The output contains all independent variables. Now, let’s add the target (output) variable to the dataset as well.

```
# merging the target variable
data['target'] = dataset.target
# printing
data.head(5)
```

Output:

To see the distribution of each of the independent variables, we can use the violin plot:

```
#importing the required modules
from plotly.subplots import make_subplots
import plotly.graph_objects as go
# creating subplot
fig = make_subplots(rows=1, cols=4,subplot_titles=("sepal length","petal length","sepal width","petal width"))
# creating volin plot for sepal length
fig.append_trace(go.Violin(x=data['sepal length (cm)'],name='sepal length (cm)'), row=1, col=1)
# creating volin plot for the sepal width
fig.append_trace(go.Violin(x=data['sepal width (cm)'],name='sepal width (cm)'), row=1, col=2)
# creating volin plot for the petal length
fig.append_trace(go.Violin(x=data['petal length (cm)'],name='petal length (cm)'), row=1, col=3)
# creating volin plot for the petal width
fig.append_trace(go.Violin(x=data['petal width (cm)'],name='petal width (cm)'), row=1, col=4)
# showing the graph
fig.update_layout(height=600, width=900, title_text="Violin Subplots", template="simple_white")
fig.show()
```

Output:

### Splitting the dataset

Before applying the Gradient Boosting Classifier, we need to split our dataset into independent and dependent variables along with the testing and training part:

```
# splitting the data into inputs and outputs
Input, output = datasets.load_iris(return_X_y=True)
```

Now, we will split the dataset into the testing and training parts. We will specify 30% for the testing and the remaining 70% for the training.

```
# importing the module
from sklearn.model_selection import train_test_split
# splitting the dataset
X_train, X_test, y_train, y_test = train_test_split(Input, output, test_size=0.30)
```

Now, our dataset is ready to train the model and test it.

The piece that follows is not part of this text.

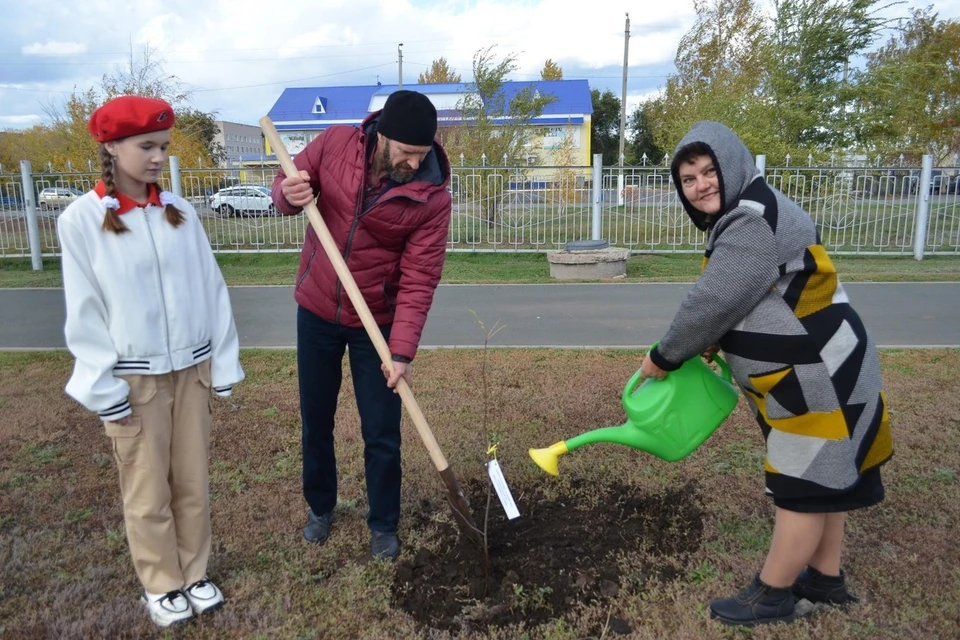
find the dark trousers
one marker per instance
(320, 348)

### Applying Gradient Boosting Classifier

Let’s apply the Gradient Boosting Classifier on the dataset to train the model and then use trained model to predict the output category of flowers.

```
# importing the required module
from sklearn.ensemble import GradientBoostingClassifier
# training with default values
GB_classifier=GradientBoostingClassifier()
GB_classifier.fit(X_train,y_train)
```

Once the training is complete, we can test our model by providing the testing data.

```
# predicting
GB_predict=GB_classifier.predict(X_test)
```

Now let us evaluate the model by finding the accuracy.

```
# importing the module
from sklearn.metrics import accuracy_score
# printing
print("The accuracy is: ", accuracy_score(y_test, GB_predict))
```

Output:

The output shows that our model has accurately classified 95% of the testing data, which is a good result.

### Evaluating Gradient Boosting Classifier using confusion matrix

A confusion matrix is a table that is often used to describe the performance of a classification model (or “classifier”) on a set of test data. Learn more about the confusion matrix and its usage for evaluating the classifier model from the evaluation of the KNN algorithm.

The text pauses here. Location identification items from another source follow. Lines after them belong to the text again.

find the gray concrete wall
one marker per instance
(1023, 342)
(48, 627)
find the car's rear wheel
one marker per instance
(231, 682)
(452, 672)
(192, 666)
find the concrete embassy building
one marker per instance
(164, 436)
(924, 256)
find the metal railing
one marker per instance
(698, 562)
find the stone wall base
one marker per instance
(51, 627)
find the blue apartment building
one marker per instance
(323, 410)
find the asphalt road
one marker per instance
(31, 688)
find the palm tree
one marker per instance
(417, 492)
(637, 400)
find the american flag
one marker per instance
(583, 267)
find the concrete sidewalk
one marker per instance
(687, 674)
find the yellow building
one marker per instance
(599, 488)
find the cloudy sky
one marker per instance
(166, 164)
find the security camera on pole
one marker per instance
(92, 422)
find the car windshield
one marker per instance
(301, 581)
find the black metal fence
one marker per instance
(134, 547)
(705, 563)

Let’s use the confusion matrix to visualize the prediction and the actual values:

```
# importing the modules
import seaborn as sns
from sklearn.metrics import confusion_matrix
import matplotlib.pyplot as plt
# providing actual and predicted values
cm = confusion_matrix(y_test, GB_predict)
# If True, write the data value in each cell
sns.heatmap(cm,annot=True)
# saving confusion matrix in png form
plt.savefig('confusion_Matrix.png')
```

Output:

The output shows that the model incorrectly predicted only two values.

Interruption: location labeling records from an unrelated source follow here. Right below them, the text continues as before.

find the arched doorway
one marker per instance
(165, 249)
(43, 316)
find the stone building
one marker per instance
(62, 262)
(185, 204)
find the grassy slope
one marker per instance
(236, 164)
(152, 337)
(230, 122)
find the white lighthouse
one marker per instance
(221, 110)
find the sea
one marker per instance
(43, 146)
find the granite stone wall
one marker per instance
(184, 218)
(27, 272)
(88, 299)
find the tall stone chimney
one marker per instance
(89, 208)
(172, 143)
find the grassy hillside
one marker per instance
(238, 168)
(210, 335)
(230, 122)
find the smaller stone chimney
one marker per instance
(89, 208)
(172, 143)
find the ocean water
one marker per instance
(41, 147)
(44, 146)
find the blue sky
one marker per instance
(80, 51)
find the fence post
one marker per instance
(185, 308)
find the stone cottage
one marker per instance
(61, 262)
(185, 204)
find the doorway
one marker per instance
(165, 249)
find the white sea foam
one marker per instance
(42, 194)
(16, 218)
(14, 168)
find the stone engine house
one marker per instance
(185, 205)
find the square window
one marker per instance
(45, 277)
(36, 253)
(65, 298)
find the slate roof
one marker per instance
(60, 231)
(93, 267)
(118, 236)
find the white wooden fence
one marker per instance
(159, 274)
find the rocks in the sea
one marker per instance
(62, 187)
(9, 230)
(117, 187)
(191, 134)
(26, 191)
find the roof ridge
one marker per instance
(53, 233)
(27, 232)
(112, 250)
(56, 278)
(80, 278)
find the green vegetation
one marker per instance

Let’s print the classification report, which shows us the model’s accuracy, precision, and R^{2}-score:

```
# importint the module
from sklearn.metrics import classification_report
# printing the report
print(classification_report(y_test, GB_predict))
```

Output:

We hope that you’re able to interpret model performance results by yourself.

## Summary

Gradient Boosting Algorithm is a Machine Learning algorithm that tries to create a more accurate model by combining previous models, minimizing the overall prediction error. The key idea is to use the previous model’s outcomes to reduce the error of the next applied model. This article covered the Gradient Boosting Algorithm in detail by reviewing its implementation steps for solving regression and classification problems.